Question is, will the combination of a bullish Canary and a bearish Achilles-Heel of the market be enough to ignite a sustainable rally? As the Bulls have it, you can bet the farm on it.

But for now it's best to stand aside to wait and see what the market has in store after the election.

Here are some favored leveraged Bear ETFs to be used when the market is trending down:

Short Nat GAs 2x (NYSEARCA:KOLD), Short Gold 2x (NYSEARCA:DZZ), Gold Miners Bear 3x (NYSEARCA:DUST), Short Silver 3x (NASDAQ:DSLV), Short OIl 2x (NYSEARCA:DTO), Short Materials 2x (NYSEARCA:SMN), Short Oil & Gas 2x (NYSEARCA:DUG), Short S&P 500 2x (NYSEARCA:SDS), Short DOW 30 3x (NYSEARCA:SDOW), Short Mid Cap 400 3x (NYSEARCA:SMDD), Energy Bear 3x (NYSEARCA:ERY), Semis Bear 3x (NYSEARCA:SOXS), Short NASDAQ 100 3X (NASDAQ:SQQQ).

Among non-leveraged Shorts:

Short Gold - (NYSEARCA:DGZ), Short DOW 30 - (NYSEARCA:DOG), Short Russell 2000 - (NYSEARCA:RWM), Short S&P 500 - (NYSEARCA:SH), Short Financials - (NYSEARCA:SEF), Short NASDAQ 100 - (PSQ, Active Bear - (NYSEARCA:HDGE).

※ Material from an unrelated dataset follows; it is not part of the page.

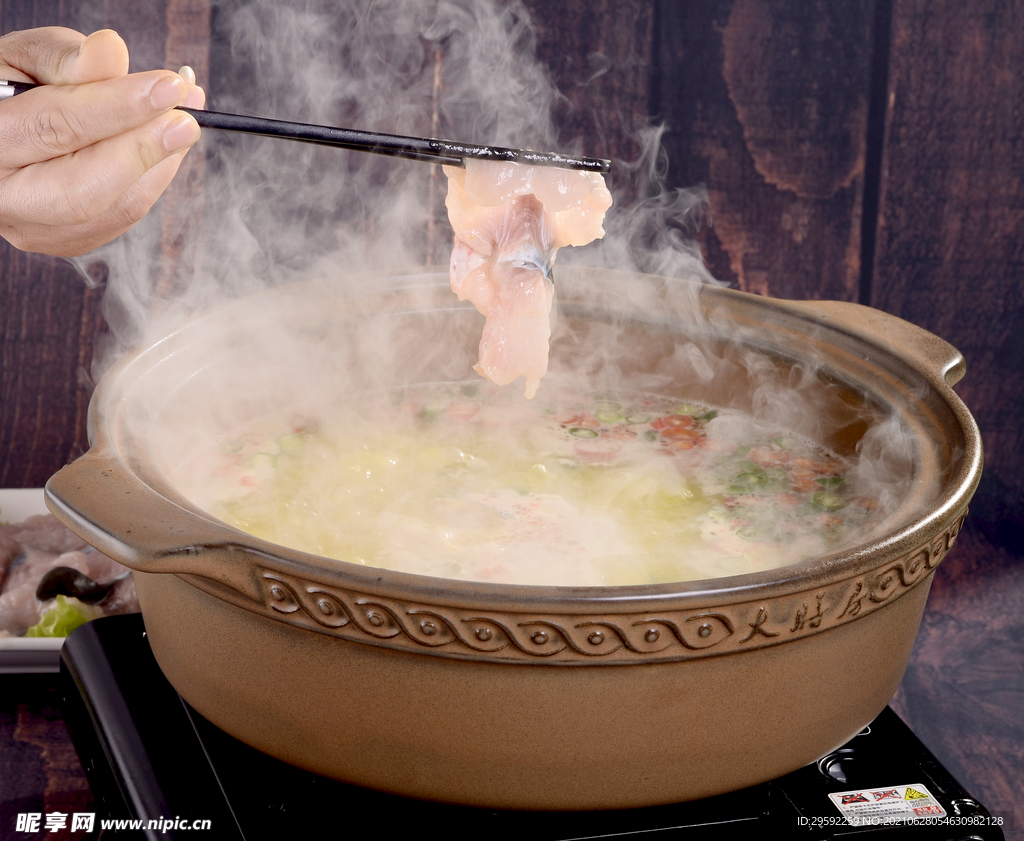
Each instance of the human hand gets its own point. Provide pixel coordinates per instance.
(85, 158)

Some leveraged Bull ETFs in case the market trends higher:

Real Estate Bull 3x (NYSEARCA:DRN), S&P 500 Bull (SPXL), Long DOW 30,3x (NYSEARCA:UDOW), Long S&P 500 2x (NYSEARCA:SSO), Russell 2000 3x (NYSEARCA:URTY), Long Financials 2x (NYSEARCA:UYG), Small Cap Bull 3x (NYSEARCA:UMDD), Long DOW 30, 2x (NYSEARCA:DDM), Long Russell 2000 2x (NYSEARCA:UWM), Semis Bull 3x (NYSEARCA:SOXL).

Non leveraged Long ETFs:

Long Home Construction - (NYSEARCA:ITB), Long Home Builders - (NYSEARCA:XHB), Long Pharmaceuticals - (NYSEARCA:PJP), Long Consumers - (LYC), Long Retail - (NYSEARCA:RTH), Long Health Care (NYSEARCA:IYH), long Consumer Discretionary - (NYSEARCA:XLY). Long Large Caps - (NYSEARCA:SPYG).


Disclosure: I have no positions in any stocks mentioned, and no plans to initiate any positions within the next 72 hours.